Two brokers can advertise the same 0.1-pip spread and give you completely different results. The difference is execution — how fast, and at what price, your order actually fills. It's the cost that never appears on the pricing page, and over hundreds of trades it matters more than the spread you were comparing.
Here's what really drives execution speed, and how to check it before you commit real money.
Market execution vs a dealing desk
The first thing to know is who is on the other side of your order.
- Market execution (STP/ECN) — your order is routed to liquidity providers and filled at the best available price. No one is deciding whether to accept it.
- Dealing desk — the broker can take the other side, and can requote or reject orders that don't suit them.
For speed and fairness, you want market execution.
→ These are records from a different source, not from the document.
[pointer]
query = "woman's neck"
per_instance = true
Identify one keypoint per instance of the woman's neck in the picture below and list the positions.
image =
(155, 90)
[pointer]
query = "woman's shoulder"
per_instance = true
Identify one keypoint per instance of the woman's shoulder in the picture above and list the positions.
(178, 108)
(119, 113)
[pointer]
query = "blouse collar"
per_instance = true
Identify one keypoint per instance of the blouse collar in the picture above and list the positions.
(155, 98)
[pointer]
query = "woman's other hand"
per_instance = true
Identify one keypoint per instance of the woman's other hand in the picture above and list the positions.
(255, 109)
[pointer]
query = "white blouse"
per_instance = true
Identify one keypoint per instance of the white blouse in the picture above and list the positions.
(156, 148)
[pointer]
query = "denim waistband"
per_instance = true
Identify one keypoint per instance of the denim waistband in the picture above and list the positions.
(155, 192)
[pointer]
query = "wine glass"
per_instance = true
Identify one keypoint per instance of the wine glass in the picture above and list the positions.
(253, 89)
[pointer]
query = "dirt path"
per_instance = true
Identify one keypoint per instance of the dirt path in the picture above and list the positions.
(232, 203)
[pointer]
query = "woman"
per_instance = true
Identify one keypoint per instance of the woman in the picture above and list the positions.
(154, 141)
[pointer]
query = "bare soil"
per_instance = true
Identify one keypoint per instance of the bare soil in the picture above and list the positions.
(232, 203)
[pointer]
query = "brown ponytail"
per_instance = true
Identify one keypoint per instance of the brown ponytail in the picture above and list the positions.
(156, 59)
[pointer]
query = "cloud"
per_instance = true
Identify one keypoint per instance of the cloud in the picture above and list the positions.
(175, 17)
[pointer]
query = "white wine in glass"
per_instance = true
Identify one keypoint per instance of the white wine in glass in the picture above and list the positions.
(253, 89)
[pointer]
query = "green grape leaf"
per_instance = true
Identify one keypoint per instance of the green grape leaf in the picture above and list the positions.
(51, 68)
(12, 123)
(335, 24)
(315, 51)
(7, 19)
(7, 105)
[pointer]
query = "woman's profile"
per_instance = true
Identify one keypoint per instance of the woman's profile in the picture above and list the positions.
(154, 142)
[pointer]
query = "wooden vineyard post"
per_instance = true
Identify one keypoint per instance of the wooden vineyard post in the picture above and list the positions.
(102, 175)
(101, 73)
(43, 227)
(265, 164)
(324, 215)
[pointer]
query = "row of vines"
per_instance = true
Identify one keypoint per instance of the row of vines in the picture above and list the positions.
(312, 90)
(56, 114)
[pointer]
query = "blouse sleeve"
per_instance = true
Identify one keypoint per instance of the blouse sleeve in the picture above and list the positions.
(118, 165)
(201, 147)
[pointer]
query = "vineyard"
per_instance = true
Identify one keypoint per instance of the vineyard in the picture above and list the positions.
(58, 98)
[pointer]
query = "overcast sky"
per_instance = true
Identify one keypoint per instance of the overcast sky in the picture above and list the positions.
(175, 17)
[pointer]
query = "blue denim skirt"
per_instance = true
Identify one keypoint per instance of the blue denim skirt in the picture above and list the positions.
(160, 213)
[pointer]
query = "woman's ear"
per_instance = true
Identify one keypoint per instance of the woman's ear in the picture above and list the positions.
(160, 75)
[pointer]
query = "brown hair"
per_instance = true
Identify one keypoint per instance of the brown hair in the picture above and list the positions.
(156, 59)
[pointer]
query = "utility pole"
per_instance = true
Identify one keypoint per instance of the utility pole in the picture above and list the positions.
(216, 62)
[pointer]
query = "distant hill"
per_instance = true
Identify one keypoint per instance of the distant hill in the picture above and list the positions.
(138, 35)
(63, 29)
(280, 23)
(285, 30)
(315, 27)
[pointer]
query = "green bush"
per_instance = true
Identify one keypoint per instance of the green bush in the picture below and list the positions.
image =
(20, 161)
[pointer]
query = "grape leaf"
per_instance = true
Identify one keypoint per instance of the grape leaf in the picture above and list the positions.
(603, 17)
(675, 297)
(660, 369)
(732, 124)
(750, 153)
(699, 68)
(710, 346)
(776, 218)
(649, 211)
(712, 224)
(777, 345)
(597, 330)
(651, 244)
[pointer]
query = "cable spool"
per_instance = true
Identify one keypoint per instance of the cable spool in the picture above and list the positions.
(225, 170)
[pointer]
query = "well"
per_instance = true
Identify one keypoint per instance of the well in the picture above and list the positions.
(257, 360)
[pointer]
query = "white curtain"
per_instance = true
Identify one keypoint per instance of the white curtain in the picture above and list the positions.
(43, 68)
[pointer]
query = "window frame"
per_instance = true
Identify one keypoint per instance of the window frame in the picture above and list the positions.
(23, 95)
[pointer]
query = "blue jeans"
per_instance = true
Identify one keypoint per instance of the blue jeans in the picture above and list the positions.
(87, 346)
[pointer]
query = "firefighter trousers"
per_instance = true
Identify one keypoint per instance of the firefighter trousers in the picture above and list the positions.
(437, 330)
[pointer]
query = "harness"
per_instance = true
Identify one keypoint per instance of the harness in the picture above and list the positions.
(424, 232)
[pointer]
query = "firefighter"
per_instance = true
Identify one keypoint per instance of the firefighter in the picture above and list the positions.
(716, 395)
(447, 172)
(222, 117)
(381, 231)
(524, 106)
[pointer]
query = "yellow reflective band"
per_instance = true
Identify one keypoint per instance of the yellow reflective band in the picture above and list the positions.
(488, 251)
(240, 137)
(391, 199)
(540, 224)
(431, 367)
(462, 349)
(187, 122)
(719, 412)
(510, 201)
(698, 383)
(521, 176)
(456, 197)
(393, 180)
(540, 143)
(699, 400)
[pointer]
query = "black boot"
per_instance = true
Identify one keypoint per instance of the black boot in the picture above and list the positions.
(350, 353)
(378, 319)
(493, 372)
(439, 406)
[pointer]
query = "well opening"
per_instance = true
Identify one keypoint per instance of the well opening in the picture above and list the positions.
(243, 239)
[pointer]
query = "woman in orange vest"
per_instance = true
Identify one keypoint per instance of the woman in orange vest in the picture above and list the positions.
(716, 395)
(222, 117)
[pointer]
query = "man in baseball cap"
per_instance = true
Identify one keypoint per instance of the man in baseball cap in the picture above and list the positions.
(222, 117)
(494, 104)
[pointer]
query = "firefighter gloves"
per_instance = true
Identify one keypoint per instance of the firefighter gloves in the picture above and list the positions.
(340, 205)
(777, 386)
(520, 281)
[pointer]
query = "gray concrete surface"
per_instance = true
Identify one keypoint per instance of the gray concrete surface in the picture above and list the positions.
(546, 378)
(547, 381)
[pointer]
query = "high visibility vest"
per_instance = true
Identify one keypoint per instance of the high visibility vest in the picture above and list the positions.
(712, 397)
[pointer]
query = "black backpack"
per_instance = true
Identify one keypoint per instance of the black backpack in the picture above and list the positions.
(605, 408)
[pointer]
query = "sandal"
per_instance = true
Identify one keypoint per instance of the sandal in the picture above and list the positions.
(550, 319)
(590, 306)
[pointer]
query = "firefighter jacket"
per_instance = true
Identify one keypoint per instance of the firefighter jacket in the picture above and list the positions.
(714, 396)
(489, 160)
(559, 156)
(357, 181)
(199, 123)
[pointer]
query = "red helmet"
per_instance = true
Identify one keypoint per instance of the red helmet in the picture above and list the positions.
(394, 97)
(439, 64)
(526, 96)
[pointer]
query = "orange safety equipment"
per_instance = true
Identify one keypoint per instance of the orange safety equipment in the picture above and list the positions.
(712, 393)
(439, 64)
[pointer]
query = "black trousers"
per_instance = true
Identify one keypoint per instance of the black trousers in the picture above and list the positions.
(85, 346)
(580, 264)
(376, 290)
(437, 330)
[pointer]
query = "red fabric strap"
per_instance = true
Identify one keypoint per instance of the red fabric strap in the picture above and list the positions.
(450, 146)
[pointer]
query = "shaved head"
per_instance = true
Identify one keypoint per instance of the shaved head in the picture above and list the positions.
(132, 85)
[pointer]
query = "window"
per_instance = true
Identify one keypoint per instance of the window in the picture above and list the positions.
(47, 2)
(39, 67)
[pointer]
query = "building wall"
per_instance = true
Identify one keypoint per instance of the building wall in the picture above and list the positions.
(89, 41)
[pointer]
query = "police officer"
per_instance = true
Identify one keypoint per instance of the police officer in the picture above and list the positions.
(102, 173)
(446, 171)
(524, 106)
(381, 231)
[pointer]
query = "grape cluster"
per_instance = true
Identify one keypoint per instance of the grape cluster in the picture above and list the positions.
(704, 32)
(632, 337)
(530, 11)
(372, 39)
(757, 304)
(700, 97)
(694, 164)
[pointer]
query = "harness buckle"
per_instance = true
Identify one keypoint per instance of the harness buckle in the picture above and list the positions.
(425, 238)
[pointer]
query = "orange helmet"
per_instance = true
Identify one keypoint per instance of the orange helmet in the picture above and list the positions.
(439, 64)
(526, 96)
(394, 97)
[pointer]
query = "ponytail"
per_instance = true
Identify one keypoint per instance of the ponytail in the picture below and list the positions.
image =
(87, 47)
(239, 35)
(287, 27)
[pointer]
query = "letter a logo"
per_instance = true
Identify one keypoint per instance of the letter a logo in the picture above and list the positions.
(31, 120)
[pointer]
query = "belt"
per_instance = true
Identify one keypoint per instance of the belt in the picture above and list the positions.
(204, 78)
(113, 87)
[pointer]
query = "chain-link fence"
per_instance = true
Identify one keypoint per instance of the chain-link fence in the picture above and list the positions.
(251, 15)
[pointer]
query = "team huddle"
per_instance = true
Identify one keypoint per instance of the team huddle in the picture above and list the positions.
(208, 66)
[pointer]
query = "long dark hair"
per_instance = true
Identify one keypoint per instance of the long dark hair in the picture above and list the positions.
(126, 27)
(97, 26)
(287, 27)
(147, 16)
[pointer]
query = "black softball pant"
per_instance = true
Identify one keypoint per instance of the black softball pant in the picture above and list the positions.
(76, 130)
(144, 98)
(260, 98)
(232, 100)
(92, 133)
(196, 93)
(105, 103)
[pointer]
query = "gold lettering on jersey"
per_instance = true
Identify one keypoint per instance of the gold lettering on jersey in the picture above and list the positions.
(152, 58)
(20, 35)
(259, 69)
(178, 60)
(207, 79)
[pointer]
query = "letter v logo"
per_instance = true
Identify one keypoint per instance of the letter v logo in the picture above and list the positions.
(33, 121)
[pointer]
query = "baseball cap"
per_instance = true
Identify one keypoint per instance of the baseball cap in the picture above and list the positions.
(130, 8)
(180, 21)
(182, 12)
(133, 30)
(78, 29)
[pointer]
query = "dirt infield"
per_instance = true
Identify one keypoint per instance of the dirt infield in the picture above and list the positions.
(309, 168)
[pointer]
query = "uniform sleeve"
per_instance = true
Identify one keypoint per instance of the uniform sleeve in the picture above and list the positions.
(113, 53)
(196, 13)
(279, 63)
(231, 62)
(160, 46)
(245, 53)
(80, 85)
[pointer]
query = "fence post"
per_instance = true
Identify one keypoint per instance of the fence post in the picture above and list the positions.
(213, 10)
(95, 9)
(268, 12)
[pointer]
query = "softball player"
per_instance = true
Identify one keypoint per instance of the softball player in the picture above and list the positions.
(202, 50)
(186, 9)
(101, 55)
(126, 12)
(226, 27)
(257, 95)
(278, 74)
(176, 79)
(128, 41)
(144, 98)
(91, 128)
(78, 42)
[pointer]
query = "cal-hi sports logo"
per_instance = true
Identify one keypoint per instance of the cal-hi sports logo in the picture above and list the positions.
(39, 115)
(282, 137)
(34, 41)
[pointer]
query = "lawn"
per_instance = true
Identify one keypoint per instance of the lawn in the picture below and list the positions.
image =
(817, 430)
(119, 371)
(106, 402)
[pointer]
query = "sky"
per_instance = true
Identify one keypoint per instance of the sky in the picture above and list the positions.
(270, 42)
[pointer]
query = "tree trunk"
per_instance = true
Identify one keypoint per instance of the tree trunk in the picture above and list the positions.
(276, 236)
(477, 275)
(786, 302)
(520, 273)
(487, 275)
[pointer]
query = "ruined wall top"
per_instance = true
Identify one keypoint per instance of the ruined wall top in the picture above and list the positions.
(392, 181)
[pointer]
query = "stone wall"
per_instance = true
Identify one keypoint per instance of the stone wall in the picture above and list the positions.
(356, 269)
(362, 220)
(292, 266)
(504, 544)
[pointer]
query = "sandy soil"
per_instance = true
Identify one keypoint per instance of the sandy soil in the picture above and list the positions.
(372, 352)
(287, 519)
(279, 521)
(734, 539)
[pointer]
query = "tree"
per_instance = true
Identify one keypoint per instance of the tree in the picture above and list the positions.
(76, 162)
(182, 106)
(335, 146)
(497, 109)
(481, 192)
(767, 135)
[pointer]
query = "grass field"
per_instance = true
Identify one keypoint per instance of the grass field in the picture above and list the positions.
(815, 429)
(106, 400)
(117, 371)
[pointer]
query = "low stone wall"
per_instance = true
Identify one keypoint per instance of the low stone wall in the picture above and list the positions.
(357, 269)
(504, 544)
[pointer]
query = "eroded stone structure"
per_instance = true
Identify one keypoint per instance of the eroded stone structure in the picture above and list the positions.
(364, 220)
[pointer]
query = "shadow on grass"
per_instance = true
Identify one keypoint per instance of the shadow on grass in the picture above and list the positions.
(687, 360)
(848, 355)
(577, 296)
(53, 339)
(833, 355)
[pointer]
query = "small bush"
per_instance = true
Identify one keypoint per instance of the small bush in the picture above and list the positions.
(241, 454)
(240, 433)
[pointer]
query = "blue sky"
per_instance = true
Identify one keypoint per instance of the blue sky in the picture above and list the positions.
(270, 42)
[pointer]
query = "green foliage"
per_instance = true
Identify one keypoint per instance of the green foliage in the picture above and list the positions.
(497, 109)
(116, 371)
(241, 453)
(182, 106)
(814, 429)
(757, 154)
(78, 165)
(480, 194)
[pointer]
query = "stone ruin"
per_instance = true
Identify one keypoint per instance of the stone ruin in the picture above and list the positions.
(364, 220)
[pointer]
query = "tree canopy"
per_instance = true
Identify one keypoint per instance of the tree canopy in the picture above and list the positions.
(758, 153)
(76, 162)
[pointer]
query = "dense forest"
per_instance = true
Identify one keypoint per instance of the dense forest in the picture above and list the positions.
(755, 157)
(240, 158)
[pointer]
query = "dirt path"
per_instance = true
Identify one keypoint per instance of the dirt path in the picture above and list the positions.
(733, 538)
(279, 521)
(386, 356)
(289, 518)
A broker that can requote you is a broker that can slow you down at exactly the wrong moment.
Where the milliseconds actually go
"Fast execution" isn't one thing — it's a chain, and it's only as quick as its slowest link:
- Your connection to the broker's server.
- Server location — a server far from the liquidity venues adds latency to every order.
- The broker's liquidity — deep, multiple liquidity providers mean an order fills quickly at a good price; thin liquidity means partial fills and slippage.
- The bridge/technology routing your order to those providers.
A broker can't fix your internet, but the other three are theirs to get right — and they're what separates genuinely fast execution from a marketing line.
Speed you can measure is real. Speed on a banner is not. Judge execution on a live account, not a homepage.
Slippage — the honest part nobody advertises
Slippage is the gap between the price you clicked and the price you got. It isn't inherently bad — in a fast-moving market some slippage is physics, not malpractice. What matters is whether it's symmetric: a fair broker slips you against and in your favour as the market moves. Consistent slippage that only ever costs you is a red flag worth walking away from.
How to test execution before you trust it
You don't have to take anyone's word for it:
- Open a demo on the broker's live server (not a separate demo server) and place orders during a busy session.
- Trade a news event in demo and watch what happens to fills and slippage when volatility spikes.
- Start live with small size and compare your fill prices to the quoted prices for a week.
- Check that stop and limit orders trigger cleanly at your levels.
If fills are quick and slippage is fair under pressure, that's a broker whose execution you can build on. Alpin Markets runs market execution on MetaTrader 5 — the same conditions on demo and live, so what you test is what you trade.
The takeaway
Spread gets you in the door; execution is what you actually pay. Before you judge a broker on its pricing page, judge it on how its orders fill when the market moves — because that's the number that shows up in your account.
This article is general information for educational purposes only and is not investment advice. Trading leveraged products carries a high risk of loss.